Dai’s appearance last Monday night on the ABC program Q and A allowed for the issue of the bamboo ceiling to be finally discussed on national broadcast television.
“Ten per cent of the population in Australia are of Asian heritage. Being an Asian, of course I want to promote that, but I’m sure our institutions do not reflect – the leadership of our institutions do not reflect what we have – the population in our society,” she said.
This issue was also acknowledged by other Q&A panellists including the Education Minister, Simon Birmingham.
“I think you see a lot of very successful Asian people getting to senior middle management and management roles but not necessarily filling the CEO spots. And so there is something for us to make sure we do better at.”
So how do we address the bamboo ceiling? Acknowledging the favouritism and privilege that blocks merit-based leadership is one step. For an example, “look at our parliaments, a lot of the males that are in there did not get there based on merit.

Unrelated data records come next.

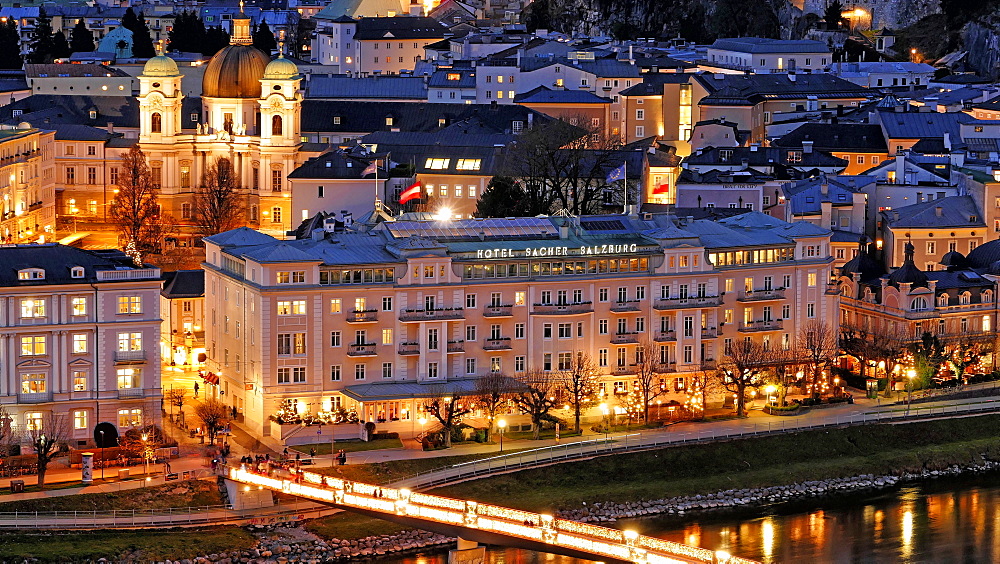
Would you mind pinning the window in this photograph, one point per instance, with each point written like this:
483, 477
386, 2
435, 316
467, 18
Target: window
129, 378
33, 345
129, 304
33, 383
32, 307
130, 417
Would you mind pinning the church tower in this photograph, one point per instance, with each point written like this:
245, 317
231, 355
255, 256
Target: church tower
160, 98
280, 103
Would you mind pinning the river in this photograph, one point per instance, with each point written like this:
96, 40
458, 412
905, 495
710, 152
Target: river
947, 522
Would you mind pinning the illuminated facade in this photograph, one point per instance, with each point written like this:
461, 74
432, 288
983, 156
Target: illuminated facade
378, 318
79, 339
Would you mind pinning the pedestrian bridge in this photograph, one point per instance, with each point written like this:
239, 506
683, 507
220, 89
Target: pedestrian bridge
481, 522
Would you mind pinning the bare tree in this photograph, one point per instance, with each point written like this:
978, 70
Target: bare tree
218, 203
493, 391
448, 409
47, 436
648, 382
214, 415
580, 384
743, 366
818, 346
537, 397
135, 209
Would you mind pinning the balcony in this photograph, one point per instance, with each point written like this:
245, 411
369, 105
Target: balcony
130, 357
361, 349
442, 314
130, 393
625, 307
36, 397
679, 303
563, 309
498, 311
498, 344
665, 336
627, 338
762, 295
772, 325
362, 316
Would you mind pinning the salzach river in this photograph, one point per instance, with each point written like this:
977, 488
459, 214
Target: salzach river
951, 522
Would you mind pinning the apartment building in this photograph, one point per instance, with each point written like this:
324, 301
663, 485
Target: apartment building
27, 199
381, 317
79, 339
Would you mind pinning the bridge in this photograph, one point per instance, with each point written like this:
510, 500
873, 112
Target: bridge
473, 522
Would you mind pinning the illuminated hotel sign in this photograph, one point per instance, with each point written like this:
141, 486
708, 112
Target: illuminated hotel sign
533, 252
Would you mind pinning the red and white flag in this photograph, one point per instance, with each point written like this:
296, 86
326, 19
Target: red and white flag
411, 193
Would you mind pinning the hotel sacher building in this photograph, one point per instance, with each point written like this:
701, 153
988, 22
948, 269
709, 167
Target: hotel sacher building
384, 313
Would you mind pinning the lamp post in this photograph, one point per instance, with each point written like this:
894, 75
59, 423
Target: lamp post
102, 455
501, 425
910, 375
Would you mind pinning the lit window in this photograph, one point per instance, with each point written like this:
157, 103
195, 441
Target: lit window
437, 164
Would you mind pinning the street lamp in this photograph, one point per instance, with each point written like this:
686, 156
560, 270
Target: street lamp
910, 375
501, 425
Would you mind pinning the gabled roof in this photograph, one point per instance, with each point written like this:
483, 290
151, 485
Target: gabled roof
950, 211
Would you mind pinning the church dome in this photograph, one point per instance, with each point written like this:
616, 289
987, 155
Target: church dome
234, 72
160, 65
281, 69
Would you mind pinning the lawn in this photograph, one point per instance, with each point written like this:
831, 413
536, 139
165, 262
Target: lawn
350, 446
138, 546
783, 459
190, 493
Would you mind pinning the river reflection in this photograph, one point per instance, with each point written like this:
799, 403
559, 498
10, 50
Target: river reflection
955, 521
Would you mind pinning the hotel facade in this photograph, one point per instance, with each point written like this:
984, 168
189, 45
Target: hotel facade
380, 317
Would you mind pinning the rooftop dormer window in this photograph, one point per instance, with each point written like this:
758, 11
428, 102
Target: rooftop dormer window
31, 274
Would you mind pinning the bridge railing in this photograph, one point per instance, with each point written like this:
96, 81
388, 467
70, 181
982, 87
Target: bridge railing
634, 442
591, 539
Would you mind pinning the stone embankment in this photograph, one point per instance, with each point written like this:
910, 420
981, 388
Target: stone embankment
610, 512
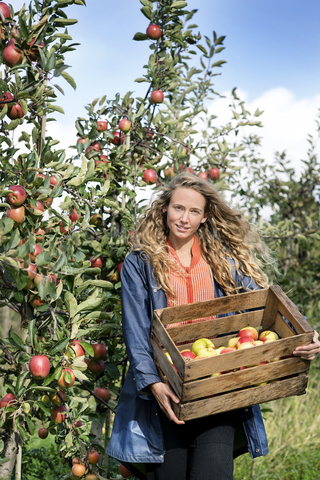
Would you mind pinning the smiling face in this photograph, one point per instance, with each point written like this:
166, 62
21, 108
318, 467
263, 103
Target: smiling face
185, 213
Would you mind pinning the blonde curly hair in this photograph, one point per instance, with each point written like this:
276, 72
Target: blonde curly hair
225, 233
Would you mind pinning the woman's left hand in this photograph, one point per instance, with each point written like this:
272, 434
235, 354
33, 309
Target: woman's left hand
309, 352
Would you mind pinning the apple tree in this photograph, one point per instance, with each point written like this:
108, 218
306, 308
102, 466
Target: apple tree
67, 223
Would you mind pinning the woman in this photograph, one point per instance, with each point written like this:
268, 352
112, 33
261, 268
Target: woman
190, 246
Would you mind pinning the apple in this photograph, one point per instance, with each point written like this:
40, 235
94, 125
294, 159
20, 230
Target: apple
39, 366
38, 208
202, 343
78, 470
96, 366
168, 173
150, 176
268, 335
244, 340
102, 393
103, 159
58, 398
96, 263
74, 215
36, 301
203, 175
102, 125
124, 472
5, 10
94, 146
15, 111
17, 197
93, 457
11, 56
8, 399
118, 138
58, 414
43, 433
124, 125
188, 354
233, 342
33, 255
16, 214
248, 332
153, 32
157, 96
62, 382
77, 348
214, 173
100, 351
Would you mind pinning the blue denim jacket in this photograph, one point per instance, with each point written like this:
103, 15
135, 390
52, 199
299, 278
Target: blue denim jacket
137, 434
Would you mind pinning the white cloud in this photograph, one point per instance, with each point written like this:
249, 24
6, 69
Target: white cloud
287, 121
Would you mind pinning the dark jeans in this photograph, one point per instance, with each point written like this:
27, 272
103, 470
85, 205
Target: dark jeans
202, 449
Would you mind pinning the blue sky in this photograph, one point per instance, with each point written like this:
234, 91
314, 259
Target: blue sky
272, 53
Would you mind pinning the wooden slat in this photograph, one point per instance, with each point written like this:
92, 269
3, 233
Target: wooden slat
166, 367
218, 326
233, 303
165, 341
290, 311
251, 356
270, 311
243, 378
242, 398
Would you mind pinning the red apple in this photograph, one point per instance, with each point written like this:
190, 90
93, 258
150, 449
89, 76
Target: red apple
118, 138
102, 393
96, 263
102, 125
169, 173
188, 354
93, 457
15, 111
124, 125
58, 414
214, 173
58, 398
11, 56
74, 215
100, 351
8, 399
157, 96
5, 10
39, 366
124, 472
96, 366
77, 348
62, 382
78, 470
43, 433
153, 32
268, 335
150, 176
248, 332
17, 197
16, 214
39, 234
203, 175
244, 340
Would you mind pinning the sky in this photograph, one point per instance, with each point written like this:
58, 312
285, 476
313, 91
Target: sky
272, 53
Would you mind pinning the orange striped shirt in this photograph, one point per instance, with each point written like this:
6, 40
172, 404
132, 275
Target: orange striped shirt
196, 283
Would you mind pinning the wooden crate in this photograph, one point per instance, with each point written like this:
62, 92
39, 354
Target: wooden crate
202, 395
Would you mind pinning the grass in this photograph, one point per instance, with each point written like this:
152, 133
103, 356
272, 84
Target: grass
294, 441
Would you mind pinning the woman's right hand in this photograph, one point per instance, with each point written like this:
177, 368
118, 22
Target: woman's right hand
163, 394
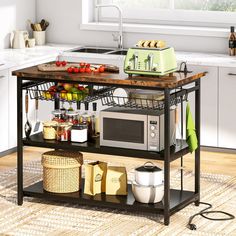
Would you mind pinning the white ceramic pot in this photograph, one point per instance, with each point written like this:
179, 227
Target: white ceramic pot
149, 174
40, 37
148, 194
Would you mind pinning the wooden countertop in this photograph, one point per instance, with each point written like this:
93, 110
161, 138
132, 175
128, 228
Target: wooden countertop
179, 79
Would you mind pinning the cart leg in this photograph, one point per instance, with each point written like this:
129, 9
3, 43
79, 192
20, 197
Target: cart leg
197, 152
167, 159
19, 144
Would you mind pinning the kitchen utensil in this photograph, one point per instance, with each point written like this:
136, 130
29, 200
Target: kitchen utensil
37, 125
150, 61
28, 126
18, 39
31, 43
116, 180
149, 174
147, 194
42, 23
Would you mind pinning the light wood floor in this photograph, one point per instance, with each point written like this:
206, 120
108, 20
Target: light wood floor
211, 162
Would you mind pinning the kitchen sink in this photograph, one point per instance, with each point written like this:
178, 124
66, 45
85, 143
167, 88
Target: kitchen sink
93, 50
119, 52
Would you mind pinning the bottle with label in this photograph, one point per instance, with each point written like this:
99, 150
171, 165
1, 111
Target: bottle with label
95, 121
86, 119
232, 42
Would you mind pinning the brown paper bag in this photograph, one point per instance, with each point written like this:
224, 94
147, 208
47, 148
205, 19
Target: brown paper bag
95, 178
116, 181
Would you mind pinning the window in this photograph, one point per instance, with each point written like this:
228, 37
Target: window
211, 13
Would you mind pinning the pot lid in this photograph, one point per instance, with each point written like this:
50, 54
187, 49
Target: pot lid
148, 167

I can guarantee you that,” said Dai on Q&A. She has a fair point based on personal experience.
The other step is for Australian organisations and their leaders to support Asian talent to develop the skills and capabilities to lead. This is where organisations like DAWN can step in. DAWN is having the conversation with leaders in Australia’s public and private sectors to recognise diverse talent. We are also developing an Emerging Leaders Development program for people of culturally diverse backgrounds who want to build their leadership capabilities in their personal and professional journeys.
All Australians, not only Asians, should recognise that although the bamboo ceiling may be tough, it is the bamboo that can be used to break it.